Tofiks the chess playing dog

Tofiks v1.0.0. is finally here.

ChessChess engineChess botSoftware Development
My name is Tofiks. Yes, I am a dog and, yes, I play chess. Get over it!

It's almost a year since I put down the first few lines of code down that would later become a chess engine. A weak chess engine but after a week of work it was still a bit magical seeing a few lines starting to play a game that I have a weak grasp of myself. There have been many technical challenges and challenges in terms of solving chess. Recently I have felt that more and more pieces are falling in their place and I see less bugs and crashes or just bizarre moves. So I decided to make it official and release Tofiks v1.0.0

Feature Overview

  • Magic Bitboard move generator
  • MVV-LVA move ordering. In Alpha-beta checking the best moves is crucial. Ordering captures according to Most Valuable Victim - Least Valuable Aggressor is a very good heuristic.
  • Killer heuristic. Simply checking moves that worked in a similar position if they work in the current position is a good idea. Sometimes a position has several good moves and the move order can be changed around unless there is a very sharp tactical line.
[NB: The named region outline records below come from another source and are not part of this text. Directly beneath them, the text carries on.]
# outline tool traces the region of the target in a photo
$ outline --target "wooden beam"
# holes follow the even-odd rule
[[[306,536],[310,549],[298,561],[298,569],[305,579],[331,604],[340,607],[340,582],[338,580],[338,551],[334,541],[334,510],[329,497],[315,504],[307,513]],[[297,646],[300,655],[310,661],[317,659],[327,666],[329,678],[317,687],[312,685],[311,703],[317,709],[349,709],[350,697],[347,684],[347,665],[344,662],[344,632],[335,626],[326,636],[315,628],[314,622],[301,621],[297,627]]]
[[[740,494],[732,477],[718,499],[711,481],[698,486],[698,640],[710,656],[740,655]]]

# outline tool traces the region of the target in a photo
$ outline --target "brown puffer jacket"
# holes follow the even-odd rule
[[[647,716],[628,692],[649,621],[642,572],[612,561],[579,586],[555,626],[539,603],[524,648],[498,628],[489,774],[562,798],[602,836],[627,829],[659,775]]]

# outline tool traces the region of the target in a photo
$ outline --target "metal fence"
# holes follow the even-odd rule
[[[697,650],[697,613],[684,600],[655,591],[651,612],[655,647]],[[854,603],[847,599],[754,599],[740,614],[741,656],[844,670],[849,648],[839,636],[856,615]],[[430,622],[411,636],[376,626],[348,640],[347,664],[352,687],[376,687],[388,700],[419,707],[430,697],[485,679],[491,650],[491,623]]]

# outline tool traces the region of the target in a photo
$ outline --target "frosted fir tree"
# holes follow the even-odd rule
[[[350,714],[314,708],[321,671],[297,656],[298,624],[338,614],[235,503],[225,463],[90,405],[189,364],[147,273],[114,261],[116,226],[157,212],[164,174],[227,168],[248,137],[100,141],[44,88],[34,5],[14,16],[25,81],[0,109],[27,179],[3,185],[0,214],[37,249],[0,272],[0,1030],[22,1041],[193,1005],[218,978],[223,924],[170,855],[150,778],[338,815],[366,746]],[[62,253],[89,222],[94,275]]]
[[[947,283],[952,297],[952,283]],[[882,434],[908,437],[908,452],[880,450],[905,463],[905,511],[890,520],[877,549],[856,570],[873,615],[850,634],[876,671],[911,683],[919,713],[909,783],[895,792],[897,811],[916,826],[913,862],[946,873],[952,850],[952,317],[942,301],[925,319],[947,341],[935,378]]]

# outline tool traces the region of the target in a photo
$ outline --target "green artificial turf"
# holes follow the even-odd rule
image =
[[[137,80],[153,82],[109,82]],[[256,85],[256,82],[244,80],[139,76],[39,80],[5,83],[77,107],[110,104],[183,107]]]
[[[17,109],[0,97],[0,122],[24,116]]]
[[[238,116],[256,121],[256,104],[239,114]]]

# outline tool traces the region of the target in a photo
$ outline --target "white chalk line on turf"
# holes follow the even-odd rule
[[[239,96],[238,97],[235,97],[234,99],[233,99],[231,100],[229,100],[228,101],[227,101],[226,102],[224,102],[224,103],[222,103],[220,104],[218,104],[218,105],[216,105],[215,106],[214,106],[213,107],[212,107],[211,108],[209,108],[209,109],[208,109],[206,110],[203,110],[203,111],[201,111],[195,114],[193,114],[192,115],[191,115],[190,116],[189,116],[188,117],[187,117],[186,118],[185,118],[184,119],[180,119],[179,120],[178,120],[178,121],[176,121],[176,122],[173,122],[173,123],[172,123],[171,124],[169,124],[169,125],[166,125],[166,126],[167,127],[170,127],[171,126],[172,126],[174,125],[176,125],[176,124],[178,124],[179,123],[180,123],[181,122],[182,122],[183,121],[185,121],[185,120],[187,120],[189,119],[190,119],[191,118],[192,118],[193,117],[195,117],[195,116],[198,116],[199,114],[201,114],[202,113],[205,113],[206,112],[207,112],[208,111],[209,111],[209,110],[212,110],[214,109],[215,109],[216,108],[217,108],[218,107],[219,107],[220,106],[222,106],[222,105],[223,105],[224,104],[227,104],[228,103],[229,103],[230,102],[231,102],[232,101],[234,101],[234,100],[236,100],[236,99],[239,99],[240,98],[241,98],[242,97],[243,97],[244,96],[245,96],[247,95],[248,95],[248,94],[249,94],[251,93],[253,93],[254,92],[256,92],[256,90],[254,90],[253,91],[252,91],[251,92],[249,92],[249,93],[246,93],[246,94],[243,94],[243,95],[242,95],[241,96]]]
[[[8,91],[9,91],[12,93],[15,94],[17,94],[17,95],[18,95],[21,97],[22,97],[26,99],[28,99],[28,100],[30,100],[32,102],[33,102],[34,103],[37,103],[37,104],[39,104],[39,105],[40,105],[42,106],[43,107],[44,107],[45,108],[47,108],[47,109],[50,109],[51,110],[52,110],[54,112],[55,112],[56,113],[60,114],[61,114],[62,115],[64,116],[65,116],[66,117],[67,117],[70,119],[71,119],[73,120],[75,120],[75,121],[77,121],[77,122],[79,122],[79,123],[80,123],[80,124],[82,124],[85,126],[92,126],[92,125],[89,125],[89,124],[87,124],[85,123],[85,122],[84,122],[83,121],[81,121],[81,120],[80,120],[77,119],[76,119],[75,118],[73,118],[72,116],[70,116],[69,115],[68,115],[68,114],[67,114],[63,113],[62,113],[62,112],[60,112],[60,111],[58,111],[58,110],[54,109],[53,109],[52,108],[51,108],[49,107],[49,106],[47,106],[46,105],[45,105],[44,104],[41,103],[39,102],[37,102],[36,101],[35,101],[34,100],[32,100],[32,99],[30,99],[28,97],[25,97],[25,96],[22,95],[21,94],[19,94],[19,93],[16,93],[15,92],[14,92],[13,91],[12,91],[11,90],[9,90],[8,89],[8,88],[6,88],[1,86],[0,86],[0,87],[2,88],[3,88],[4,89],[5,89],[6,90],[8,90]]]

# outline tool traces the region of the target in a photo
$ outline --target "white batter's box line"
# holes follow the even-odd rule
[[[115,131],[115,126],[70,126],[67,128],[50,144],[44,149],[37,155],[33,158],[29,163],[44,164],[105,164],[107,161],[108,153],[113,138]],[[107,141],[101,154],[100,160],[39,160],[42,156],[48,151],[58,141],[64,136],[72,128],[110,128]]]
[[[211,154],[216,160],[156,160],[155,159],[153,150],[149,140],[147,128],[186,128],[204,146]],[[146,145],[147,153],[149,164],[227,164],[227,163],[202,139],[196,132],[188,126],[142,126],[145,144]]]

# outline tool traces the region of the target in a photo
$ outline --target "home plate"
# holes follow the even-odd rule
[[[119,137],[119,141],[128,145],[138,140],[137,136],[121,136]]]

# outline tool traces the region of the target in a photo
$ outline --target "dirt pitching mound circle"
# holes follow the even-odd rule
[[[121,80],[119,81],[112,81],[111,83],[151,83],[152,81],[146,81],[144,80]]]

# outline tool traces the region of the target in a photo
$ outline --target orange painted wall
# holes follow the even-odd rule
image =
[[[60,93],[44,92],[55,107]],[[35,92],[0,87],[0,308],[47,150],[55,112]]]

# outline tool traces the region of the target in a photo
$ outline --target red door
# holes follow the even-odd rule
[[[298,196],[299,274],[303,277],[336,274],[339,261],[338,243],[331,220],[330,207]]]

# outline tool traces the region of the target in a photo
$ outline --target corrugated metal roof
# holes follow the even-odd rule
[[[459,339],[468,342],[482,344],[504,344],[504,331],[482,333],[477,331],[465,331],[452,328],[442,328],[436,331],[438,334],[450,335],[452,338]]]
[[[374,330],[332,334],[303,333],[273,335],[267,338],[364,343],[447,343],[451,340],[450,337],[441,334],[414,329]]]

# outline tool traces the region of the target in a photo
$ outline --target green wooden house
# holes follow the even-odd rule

It can help checking on such moves to create AB cutoffs.
  • Principal Variation Search. Same as AB search but tries to validate the PV by establishing the upper and lower bounds and confirming that the PV we are looking at is in fact the best line.
  • Null move pruning. If passing a move and giving the opposition a free move and the opposition still hates the position then the branch is so bad for opposition that the opponent would not choose to play into it and it can be dropped.
  • Transposition table. Storing and retrieving evaluations of positions and if the position repeats by transposition it does not need to be searched again but the result can be returned from the stored value.
  • Quiescence search. At the end of the primary search function we enter a quiescence search where we no longer try to find the very best moves but simply take the tension out of a tactical position.
  • Draw detection - repetition, 50-move rule and insufficient material
  • Piece-Square-Table evaluation for early game and endgame. Instead of letting the engine figure out all the best play on its own, provide it with some guidance in terms of what pieces are good on what squares.
  • Pawn structure evaluation. Connected, doubled, isolated, protected and advancement are all aspects the engine tries to evaluate.
  • King safety-activity evaluation. King activity and safety are pretty much diagonally opposed but early and midgame you want your king safe and by the endgame you need it to come out and get his hands dirty.
  • Piece specific evaluation
  • PolyGlot opening book support. The engine can use its own internal book or let the GUI handle it (in this case the lichess-bot client). I have written some libraries that can dig through games and compose a book from them. The current book is abased Lichess open DB records from 4 different months. Taking games that ended in mate and were not bullet and played by players with rating above 2300.

Mission Accomplished?

Big Mission Accomplished party? Of course not there are still many aspects that need work. In particular:

  • The move generator could probably be optimized for more performance.
  • I am not quite happy with how the Hash table works. Increasing the table size I would expect to see better performance but it seems to have very little effect to none.
  • I cam across a mate in 11. And different engines were put to task in solving that. The numbers presented there were humiliating. Both in raw performance and also the number of nodes it took other engines to crack it. So I need plenty of extensions and reductions to ensure I can find better moves with less nodes.
  • PST optimizations- well for a lack of a better word - I just pulled them out of my ass. I guess the technical term would be 'empirical' but certainly some more data driven approach would benefit them.
  • I am also slowly learning of NN principles and might later see if adding some NNUE evaluation could help.